Regional Task Force administrator David Flesch said he had spoken with Blossburg"s borough manager George Lloyd about the borough's plans to start drilling two new test wells in anticipation of increased water demands in the region. Blossburg wants to help supply water for the region and appears to be in good shape with its water supply.
The borough is concerned about a proposed new quarry in the same area potentially contaminating its water wells.
"We have sent all the information we gathered to the Bureau of Mines and no determination is expected until summer of next year," Lloyd said.
In the meantime, work on test wells in Hamilton Township to find water for Richmond, Covington and Putnam Townships goes on.
Lloyd said Eichelberger's Inc., of Harrisburg is drilling test wells off Taylor Run Road with the hope that a good source of water may be found and then sold to the townships to the north once it is permitted by the appropriate agencies.

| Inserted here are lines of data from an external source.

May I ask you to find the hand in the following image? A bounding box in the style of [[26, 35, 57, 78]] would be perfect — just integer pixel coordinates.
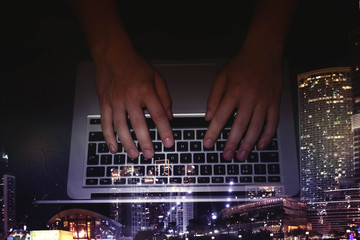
[[204, 43, 282, 161], [95, 49, 174, 158]]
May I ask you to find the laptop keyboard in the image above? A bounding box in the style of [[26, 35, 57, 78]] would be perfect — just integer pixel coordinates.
[[84, 117, 281, 187]]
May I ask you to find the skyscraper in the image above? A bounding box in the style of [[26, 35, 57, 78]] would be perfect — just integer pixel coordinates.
[[298, 67, 354, 202], [0, 147, 16, 236]]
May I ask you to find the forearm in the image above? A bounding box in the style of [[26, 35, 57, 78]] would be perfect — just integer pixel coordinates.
[[245, 0, 298, 55], [68, 0, 132, 60]]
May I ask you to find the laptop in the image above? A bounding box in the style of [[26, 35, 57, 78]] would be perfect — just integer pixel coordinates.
[[67, 61, 299, 201]]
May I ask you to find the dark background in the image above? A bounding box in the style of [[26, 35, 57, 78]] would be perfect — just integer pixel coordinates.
[[0, 0, 360, 229]]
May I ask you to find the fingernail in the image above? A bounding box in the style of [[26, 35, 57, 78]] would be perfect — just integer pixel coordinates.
[[164, 138, 174, 148], [128, 148, 137, 158], [260, 142, 267, 150], [109, 144, 115, 153], [166, 110, 173, 120], [224, 150, 234, 160], [143, 149, 152, 159], [204, 138, 212, 148], [239, 151, 248, 161]]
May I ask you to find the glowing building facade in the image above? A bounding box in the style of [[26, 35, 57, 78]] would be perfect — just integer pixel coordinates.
[[298, 67, 354, 203]]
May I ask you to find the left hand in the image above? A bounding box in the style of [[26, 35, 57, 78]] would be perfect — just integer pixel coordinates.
[[204, 43, 282, 161]]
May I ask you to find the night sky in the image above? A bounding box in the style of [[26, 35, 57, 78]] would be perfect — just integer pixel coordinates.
[[0, 0, 360, 229]]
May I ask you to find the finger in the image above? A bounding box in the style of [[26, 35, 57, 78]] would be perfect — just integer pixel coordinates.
[[155, 72, 173, 119], [101, 105, 118, 153], [236, 105, 267, 161], [145, 94, 174, 148], [258, 104, 279, 150], [128, 103, 154, 159], [205, 72, 226, 121], [204, 96, 236, 148], [113, 106, 139, 158], [223, 102, 254, 160]]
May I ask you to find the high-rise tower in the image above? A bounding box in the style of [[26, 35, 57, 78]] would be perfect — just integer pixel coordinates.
[[298, 67, 354, 202]]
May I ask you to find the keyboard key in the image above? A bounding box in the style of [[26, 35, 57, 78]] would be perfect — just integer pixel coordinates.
[[184, 177, 196, 184], [225, 177, 239, 183], [128, 178, 140, 184], [120, 166, 133, 177], [100, 154, 112, 165], [88, 143, 96, 156], [140, 154, 152, 164], [268, 176, 280, 182], [130, 131, 137, 141], [114, 154, 125, 165], [216, 141, 226, 151], [166, 153, 179, 163], [86, 178, 98, 185], [211, 177, 224, 183], [260, 152, 279, 162], [268, 164, 280, 174], [247, 152, 259, 162], [227, 164, 239, 175], [184, 130, 195, 140], [203, 146, 215, 152], [200, 165, 212, 175], [149, 130, 156, 140], [86, 167, 105, 177], [194, 153, 205, 163], [90, 118, 101, 125], [254, 176, 266, 182], [127, 156, 139, 164], [164, 144, 175, 152], [89, 132, 105, 142], [98, 143, 109, 153], [240, 164, 252, 175], [154, 153, 166, 163], [173, 130, 182, 140], [240, 177, 252, 183], [100, 178, 112, 185], [174, 165, 185, 176], [114, 178, 126, 184], [153, 142, 162, 152], [214, 165, 225, 175], [254, 164, 266, 175], [176, 142, 189, 152], [87, 155, 99, 165], [155, 178, 168, 184], [266, 139, 278, 150], [221, 129, 230, 140], [198, 177, 210, 183], [196, 130, 206, 140], [146, 166, 158, 176], [206, 153, 219, 163], [117, 142, 124, 153], [186, 165, 199, 176], [141, 178, 155, 184], [190, 141, 202, 152], [133, 166, 145, 176], [180, 153, 192, 163], [159, 164, 172, 176], [106, 166, 120, 177], [170, 177, 182, 184]]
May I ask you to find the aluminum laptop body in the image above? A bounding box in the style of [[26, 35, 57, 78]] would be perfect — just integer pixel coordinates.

Roger Pollok, field geologist with Casselberry and Associates, said the crew drilling test wells has already found one water source that looked "pretty good" and are working on a second.

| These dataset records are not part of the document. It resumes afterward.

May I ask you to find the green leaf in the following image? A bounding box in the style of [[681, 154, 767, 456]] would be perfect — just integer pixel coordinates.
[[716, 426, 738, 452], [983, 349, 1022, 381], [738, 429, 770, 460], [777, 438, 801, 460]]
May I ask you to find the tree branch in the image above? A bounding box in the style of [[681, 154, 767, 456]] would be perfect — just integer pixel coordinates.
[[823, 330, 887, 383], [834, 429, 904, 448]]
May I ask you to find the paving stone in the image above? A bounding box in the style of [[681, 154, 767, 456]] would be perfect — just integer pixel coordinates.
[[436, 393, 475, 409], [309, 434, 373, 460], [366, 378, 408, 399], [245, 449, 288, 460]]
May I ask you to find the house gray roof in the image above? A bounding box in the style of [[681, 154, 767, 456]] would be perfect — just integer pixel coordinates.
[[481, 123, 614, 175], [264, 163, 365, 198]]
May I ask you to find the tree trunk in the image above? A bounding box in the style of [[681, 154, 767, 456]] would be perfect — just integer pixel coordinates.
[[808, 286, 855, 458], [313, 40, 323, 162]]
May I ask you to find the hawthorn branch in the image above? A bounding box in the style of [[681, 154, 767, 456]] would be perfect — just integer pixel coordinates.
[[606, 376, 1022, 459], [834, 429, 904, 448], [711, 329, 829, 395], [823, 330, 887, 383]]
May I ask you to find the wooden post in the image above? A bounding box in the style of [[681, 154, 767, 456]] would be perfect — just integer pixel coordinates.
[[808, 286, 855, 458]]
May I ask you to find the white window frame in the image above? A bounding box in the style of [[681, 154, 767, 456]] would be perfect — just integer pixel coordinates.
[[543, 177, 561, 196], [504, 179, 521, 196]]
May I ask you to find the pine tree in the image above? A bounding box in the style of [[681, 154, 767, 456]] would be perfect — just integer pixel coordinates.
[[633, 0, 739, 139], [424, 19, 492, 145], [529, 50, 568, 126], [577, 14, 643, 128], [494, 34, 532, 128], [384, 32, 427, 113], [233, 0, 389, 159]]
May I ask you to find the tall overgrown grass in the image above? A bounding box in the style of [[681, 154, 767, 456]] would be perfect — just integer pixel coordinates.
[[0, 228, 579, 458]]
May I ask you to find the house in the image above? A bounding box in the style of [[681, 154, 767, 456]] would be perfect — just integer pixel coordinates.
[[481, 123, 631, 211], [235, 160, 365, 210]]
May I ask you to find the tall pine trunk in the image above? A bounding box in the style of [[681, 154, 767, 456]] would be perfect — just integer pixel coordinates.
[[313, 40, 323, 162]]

Richmond Township representative Ed Trask, who wants to put a housing development on property his family owns near Canoe Camp, also is starting testing on his property, "so there are some attempts to seek water but we need to get started on doing a needs assessment and what that would entail," Flesch said.
Wellsboro has had its own water troubles, but is working on getting them resolved, said borough manager Dan Strausser.
In November, the municipal authority approved going out for bid on a new system as soon as specs are ready for the new Pall's membrane filter, which has been operating under a state Department of Environmental Protection pilot program permit for about a year.
The project is estimated to cost around $1.7 million, but according to Strausser, it shouldn"t affect rates because the authority just received $2.78 million in gas lease funds from 618 acres it owns.
Wellsboro also is "continuing to look for new sources of water with the assistance of Geoservices hydrologist Joe McNally," he added.
"Wellsboro is somewhat limited in where it can look for water because the wells are surface influenced and wherever there are exceptional value wetlands, DEP tells us we can't look there," Strausser said.
Like Mansfield, Wellsboro was told by government agencies that they couldn't use the Keck well after they spent several hundred thousand dollars on it because of its location in the Muck, which was designated an exceptional value wetland in 2012.
Meanwhile, Strausser said, the sand filters are working well "which they usually do at this time of the year."
"We usually have the most problems with them in spring and early summer when it rains a lot," he said.
"The sand filters do too good of a job and they clog up and they won't let the water go down and be treated and we can't produce enough treated water for the borough," he said.
Wellsboro, which uses around 800,000 gallons of water per day, has been able to handle projects, including Greenwood Gardens, a 40-unit townhouse complex off Greenwood Street; Penn Wells Lodge's 40-room expansion; and the Soldiers and Sailors Memorial Hospital additions.
"Between our wells and Hamilton Lake and with the new treatment system we will be treating an additional million gallons a day," he added.
The new system will make it possible to take one of the sand filters off line if it has a problem without having to put a boil water advisory on water users "because we will have the new system taking up the slack."